Few of us are prepared for it though.  So, I researched around and found some additional tips on how to handle grief in the workplace that I thought pretty universally applied to supervisors and coworkers.

Above all, these situations require judgment and common sense on your part as everyone deals with grief differently and has different needs.

Leaders can play a key role in helping a person to heal. Resuming the normal routine of work is part of the healthy recovery process. Knowing something about the various stages or behaviors that are common in the grief process can be helpful in understanding how to support grieving workers (there are plenty of resources online to learn this – search “stages of grief”).

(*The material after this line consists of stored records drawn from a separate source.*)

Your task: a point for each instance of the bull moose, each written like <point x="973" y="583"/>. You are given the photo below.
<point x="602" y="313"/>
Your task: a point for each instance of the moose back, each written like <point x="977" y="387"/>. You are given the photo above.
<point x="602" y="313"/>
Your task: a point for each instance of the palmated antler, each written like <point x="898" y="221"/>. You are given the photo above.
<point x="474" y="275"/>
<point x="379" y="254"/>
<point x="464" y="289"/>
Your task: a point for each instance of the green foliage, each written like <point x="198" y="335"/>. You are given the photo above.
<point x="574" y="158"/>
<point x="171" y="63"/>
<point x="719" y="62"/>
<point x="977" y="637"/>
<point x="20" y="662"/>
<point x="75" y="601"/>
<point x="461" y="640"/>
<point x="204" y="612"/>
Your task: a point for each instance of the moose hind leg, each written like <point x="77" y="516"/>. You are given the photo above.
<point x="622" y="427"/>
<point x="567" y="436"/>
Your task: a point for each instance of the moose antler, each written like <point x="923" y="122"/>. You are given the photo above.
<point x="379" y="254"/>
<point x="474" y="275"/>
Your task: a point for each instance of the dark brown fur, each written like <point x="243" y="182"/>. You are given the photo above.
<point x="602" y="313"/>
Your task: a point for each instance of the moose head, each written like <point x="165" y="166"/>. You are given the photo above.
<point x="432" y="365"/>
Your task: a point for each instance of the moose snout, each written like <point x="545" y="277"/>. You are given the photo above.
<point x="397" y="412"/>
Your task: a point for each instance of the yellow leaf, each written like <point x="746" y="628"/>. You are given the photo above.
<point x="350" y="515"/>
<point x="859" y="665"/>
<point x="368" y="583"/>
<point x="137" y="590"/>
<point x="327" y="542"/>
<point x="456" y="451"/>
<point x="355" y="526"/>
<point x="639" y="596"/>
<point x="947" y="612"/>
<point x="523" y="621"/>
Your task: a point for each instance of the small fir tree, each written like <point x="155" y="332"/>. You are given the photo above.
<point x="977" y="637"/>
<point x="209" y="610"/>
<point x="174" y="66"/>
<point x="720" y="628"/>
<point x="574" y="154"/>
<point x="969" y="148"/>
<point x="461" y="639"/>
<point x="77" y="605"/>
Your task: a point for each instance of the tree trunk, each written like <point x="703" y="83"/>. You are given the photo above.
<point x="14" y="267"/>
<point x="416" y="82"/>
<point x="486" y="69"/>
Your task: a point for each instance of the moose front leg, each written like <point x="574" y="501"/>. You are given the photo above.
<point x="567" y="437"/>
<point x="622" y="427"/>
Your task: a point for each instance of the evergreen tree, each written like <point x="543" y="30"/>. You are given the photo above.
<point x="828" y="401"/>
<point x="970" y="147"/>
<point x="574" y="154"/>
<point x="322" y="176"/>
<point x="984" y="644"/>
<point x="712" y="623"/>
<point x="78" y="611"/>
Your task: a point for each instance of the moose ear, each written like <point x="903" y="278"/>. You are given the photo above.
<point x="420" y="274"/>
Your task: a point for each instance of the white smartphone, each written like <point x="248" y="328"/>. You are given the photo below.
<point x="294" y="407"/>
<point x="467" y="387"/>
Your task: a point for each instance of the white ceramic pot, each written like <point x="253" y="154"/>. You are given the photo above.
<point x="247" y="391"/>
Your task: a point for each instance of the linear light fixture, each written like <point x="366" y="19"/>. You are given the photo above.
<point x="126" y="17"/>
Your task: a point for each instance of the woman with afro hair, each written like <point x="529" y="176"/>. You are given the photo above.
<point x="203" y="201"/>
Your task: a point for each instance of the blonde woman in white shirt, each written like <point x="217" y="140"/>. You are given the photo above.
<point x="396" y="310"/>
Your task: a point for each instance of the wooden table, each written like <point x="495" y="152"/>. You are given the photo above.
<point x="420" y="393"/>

Here are some additional tips for dealing with grief in the workplace (specifically around loss):

  • Make contact with your bereaved associate as soon as possible after you learn of their loss. Offer your condolences. Listen and respect confidentiality. Expect sadness and tears.
  • Be prepared. Know your organization’s policy on bereavement and personal time and be ready to explain the policy to the associate.
  • Be as flexible and negotiable as possible in allowing your associate to have the time and space to deal with their loss.
  • Arrange for back-ups and replacements necessary to cover the person’s work during their absence. Ensure that phone calls and e-mail messages are re-directed.
  • Get information on services, funerals and memorials to the person’s colleagues in a timely fashion.
  • If appropriate, help to organize some form of group acknowledgment to support the associate, such as issuing a card or flowers, or planning group attendance at a memorial ceremony.
  • Ensure that support continues when the person returns to work. The first few days may be particularly difficult adjustment.
  • Have back-ups or a buddy system in place when the associate returns to work to provide support and check in with the associate periodically to see how he or she is doing.
  • Consider adjusting the workload. Expect productivity, but be patient and reasonable in your expectations.
  • Be sensitive to the cycle of upcoming holidays or trigger points that might be difficult for the associate.
  • Recognize that other cultures may have customs, rituals or ways of dealing with loss that differ from those to which we are accustomed, especially in our multi-cultural workplace.
  • Watch for warning signs of prolonged grief and ongoing performance issues, such as poor grooming, severe withdrawal, substance abuse, or other uncharacteristic behaviors might be warning signs.
  • Offer resources for professional help. As a manager, you are in a unique position to observe a need for help and to recommend assistance through a referral to your EAP or appropriate community resources.
  • Be mindful of how this situation may be directly or indirectly impacting others in the workplace.  There are many friendships in our workplace, and others may also experience varying levels of grief in support of their friend or colleague.